Mais je mitraille tant que très vite les étudiants viennent me chercher pour que je prenne en photo des animaux qu’ils rencontrent, comme ces deux lézards verts:
Et bien entendu, ils me posent des questions en pensant que je suis un fin herpétologue… Pour contextualiser, j’ai dû voir une dizaine de lézards dans ma vie… Mais bon, on va improviser, y’a pas de lézard!
_ Monsieur, pourquoi ils se battent?
Je regarde les 2 lézards vite fait, remarque un dimorphisme prononcé, surtout au niveau de la coloration de la gorge.

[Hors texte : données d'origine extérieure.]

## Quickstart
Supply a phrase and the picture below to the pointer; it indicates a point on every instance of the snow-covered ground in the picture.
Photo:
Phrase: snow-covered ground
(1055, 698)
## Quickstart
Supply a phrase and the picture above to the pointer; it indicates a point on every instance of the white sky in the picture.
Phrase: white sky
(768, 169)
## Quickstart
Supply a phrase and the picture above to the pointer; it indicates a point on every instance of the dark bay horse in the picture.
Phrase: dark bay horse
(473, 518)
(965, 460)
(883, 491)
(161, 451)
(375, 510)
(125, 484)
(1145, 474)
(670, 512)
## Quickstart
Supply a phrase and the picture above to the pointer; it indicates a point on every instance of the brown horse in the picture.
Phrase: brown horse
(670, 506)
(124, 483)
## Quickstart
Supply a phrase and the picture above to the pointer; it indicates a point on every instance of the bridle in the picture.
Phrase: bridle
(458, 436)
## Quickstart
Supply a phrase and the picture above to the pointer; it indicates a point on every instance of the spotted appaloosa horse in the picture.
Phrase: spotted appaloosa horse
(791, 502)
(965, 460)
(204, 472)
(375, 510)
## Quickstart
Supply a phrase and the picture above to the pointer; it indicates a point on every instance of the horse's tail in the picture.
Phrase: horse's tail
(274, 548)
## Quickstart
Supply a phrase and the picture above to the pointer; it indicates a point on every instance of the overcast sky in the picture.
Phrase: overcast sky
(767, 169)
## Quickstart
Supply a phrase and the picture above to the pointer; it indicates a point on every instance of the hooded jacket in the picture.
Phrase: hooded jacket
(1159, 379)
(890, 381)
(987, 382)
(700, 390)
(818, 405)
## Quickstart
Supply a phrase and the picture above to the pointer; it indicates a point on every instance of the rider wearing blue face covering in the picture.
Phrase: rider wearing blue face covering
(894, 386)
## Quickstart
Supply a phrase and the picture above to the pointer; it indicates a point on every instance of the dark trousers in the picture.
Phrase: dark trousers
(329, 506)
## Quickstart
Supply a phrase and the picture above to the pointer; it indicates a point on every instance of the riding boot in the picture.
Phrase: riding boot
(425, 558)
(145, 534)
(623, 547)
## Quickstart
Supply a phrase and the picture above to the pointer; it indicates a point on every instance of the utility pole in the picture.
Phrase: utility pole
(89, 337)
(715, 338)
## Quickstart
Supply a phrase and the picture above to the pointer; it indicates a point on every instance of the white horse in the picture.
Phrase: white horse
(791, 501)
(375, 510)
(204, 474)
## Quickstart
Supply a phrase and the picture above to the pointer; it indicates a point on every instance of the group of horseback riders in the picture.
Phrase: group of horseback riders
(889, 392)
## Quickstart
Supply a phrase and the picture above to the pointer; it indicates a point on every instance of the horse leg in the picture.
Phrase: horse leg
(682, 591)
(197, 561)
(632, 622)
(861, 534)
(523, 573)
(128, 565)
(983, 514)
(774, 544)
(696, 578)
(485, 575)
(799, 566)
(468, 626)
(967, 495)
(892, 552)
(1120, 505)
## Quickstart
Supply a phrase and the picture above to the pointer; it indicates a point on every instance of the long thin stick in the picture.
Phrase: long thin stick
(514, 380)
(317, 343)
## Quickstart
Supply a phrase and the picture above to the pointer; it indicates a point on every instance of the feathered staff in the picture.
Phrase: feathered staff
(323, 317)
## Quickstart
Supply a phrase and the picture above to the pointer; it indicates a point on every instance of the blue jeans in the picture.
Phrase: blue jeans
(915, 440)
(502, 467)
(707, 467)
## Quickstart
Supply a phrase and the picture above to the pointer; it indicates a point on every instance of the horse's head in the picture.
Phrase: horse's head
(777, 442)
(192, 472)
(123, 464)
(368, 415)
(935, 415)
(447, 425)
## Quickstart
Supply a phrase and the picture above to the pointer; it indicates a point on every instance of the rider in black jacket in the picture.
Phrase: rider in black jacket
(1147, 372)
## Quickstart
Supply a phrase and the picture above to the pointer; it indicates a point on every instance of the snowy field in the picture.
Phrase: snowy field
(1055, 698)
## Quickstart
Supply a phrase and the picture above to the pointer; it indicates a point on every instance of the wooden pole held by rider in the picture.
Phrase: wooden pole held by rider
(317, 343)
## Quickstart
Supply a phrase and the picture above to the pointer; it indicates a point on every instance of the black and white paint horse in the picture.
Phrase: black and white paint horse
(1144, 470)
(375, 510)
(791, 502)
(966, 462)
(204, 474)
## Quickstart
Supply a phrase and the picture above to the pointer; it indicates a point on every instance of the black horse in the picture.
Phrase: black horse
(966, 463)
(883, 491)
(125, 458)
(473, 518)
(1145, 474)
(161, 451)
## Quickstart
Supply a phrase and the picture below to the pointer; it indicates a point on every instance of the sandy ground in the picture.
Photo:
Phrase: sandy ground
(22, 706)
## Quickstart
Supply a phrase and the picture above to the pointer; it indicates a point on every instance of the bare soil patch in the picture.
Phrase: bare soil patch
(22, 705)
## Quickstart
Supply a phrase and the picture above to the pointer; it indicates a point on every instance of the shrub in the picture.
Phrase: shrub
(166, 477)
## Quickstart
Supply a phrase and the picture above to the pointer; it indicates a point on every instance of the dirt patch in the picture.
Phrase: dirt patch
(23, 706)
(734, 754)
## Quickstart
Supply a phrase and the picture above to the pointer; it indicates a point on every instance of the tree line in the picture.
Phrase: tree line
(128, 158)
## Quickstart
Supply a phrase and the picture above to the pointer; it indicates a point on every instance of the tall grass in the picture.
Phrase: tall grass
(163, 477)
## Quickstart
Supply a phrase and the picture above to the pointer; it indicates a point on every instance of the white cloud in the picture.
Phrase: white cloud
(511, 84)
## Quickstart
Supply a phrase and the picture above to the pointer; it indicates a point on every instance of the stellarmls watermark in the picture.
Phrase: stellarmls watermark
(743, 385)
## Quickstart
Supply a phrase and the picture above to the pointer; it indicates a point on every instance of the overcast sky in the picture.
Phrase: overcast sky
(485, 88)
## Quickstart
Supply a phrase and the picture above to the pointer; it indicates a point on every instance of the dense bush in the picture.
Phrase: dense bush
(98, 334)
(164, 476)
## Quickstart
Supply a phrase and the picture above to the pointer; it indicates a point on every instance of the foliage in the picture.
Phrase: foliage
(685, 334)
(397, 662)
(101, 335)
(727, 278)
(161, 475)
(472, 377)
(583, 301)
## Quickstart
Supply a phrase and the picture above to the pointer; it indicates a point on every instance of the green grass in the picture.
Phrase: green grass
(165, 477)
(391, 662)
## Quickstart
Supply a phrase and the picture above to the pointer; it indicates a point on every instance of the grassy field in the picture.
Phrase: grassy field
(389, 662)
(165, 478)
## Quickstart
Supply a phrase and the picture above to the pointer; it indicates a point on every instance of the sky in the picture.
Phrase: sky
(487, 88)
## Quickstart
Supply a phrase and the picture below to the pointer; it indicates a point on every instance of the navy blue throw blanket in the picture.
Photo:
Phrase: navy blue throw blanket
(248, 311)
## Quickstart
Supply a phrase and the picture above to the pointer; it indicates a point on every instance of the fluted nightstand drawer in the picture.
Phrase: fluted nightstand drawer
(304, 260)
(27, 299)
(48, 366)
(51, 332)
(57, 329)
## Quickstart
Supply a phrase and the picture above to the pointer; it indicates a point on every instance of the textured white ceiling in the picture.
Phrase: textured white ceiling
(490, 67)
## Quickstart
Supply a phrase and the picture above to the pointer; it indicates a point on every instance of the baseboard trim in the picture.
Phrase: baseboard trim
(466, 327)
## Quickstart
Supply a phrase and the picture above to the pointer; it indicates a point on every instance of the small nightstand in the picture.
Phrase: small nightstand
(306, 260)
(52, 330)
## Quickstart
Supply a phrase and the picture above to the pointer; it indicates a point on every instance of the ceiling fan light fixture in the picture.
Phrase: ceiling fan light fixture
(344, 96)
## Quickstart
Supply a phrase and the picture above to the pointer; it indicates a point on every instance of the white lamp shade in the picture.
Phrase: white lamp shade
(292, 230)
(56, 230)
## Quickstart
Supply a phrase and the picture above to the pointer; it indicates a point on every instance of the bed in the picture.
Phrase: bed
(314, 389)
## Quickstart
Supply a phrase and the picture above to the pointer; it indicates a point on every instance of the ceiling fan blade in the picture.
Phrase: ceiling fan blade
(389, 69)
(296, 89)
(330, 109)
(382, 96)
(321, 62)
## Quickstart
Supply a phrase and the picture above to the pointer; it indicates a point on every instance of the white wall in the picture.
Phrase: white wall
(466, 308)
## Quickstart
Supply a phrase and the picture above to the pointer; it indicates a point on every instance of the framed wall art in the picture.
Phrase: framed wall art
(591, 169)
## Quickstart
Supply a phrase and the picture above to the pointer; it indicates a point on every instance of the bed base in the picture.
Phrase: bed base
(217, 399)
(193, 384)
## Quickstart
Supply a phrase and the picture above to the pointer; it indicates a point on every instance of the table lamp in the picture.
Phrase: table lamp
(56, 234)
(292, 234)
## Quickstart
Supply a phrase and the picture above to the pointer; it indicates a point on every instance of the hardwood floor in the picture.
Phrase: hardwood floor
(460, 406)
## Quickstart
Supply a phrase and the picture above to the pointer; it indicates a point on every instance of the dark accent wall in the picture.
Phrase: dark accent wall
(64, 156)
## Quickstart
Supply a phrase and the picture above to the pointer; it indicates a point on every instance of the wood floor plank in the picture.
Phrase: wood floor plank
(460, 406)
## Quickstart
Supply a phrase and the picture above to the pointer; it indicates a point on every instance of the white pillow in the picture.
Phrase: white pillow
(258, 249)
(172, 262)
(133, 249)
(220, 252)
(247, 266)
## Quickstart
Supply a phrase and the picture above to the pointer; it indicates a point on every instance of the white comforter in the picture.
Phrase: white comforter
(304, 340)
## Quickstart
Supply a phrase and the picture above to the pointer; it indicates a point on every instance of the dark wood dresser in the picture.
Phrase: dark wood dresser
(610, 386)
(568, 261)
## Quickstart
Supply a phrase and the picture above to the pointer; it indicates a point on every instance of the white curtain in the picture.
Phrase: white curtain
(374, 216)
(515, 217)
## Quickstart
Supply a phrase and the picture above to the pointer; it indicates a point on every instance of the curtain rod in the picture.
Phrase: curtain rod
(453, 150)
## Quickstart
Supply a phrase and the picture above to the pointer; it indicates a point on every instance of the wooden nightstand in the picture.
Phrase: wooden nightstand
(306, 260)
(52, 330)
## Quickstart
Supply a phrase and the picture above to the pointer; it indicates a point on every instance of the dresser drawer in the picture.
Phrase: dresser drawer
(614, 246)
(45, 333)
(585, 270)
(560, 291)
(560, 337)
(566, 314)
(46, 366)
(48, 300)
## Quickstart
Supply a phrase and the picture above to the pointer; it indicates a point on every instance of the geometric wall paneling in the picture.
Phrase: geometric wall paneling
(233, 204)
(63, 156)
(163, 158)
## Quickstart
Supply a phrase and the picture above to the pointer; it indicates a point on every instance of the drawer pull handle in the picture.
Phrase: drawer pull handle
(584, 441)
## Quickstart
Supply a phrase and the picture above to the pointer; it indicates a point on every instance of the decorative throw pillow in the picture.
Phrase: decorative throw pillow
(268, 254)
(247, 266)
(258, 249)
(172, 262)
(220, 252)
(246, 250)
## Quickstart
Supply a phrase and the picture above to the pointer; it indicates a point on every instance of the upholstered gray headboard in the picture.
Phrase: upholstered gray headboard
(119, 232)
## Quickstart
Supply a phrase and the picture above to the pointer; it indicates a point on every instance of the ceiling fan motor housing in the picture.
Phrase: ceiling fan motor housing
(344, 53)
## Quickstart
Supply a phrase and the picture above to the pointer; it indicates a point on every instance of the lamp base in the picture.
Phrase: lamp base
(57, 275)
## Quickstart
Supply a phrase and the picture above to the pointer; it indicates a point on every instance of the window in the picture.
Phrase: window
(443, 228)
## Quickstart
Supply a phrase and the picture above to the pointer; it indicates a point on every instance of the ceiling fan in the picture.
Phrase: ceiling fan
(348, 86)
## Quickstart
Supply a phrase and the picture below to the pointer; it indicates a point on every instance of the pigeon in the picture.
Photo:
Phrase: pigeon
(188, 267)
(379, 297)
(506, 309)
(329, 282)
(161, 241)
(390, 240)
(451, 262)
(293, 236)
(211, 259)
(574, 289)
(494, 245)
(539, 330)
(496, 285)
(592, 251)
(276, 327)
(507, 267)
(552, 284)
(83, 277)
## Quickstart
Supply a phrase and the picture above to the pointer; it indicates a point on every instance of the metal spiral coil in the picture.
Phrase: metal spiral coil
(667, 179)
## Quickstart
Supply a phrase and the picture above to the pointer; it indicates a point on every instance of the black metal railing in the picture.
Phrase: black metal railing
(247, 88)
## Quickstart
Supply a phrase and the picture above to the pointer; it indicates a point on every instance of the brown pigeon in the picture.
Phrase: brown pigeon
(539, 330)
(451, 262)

_ Non, je ne pense pas qu’ils se battent. C’est à mon avis un couple en parade nuptiale.
_ Mais m’sieur, c’est lequel le mâle alors?
_ Probablement celui avec la gorge bleue. Ce sont généralement les mâles qui portent les couleurs les plus vives.
[Vous remarquerez l’emploi prudent des termes “peut-être”, “à mon avis” “probablement” et “généralement”… une manière d’indiquer que mon savoir est tout relatif sur la question]
Bon pour le coup, il s’avère que j’ai réalisé un combo parfait. Le soir, un enseignant plus expérimenté m’apprend que j’ai bien interprété les indices à ma disposition. D’ailleurs les morsures de la queue qu’infligent les mâles aux femelles sont utilisées par les herpétologues pour déterminer si une femelle a copulé ou non. (Vous pensez que je chope la grosse tête? N’ayez craintes, les grosses gamelles bien humiliantes arrivent…)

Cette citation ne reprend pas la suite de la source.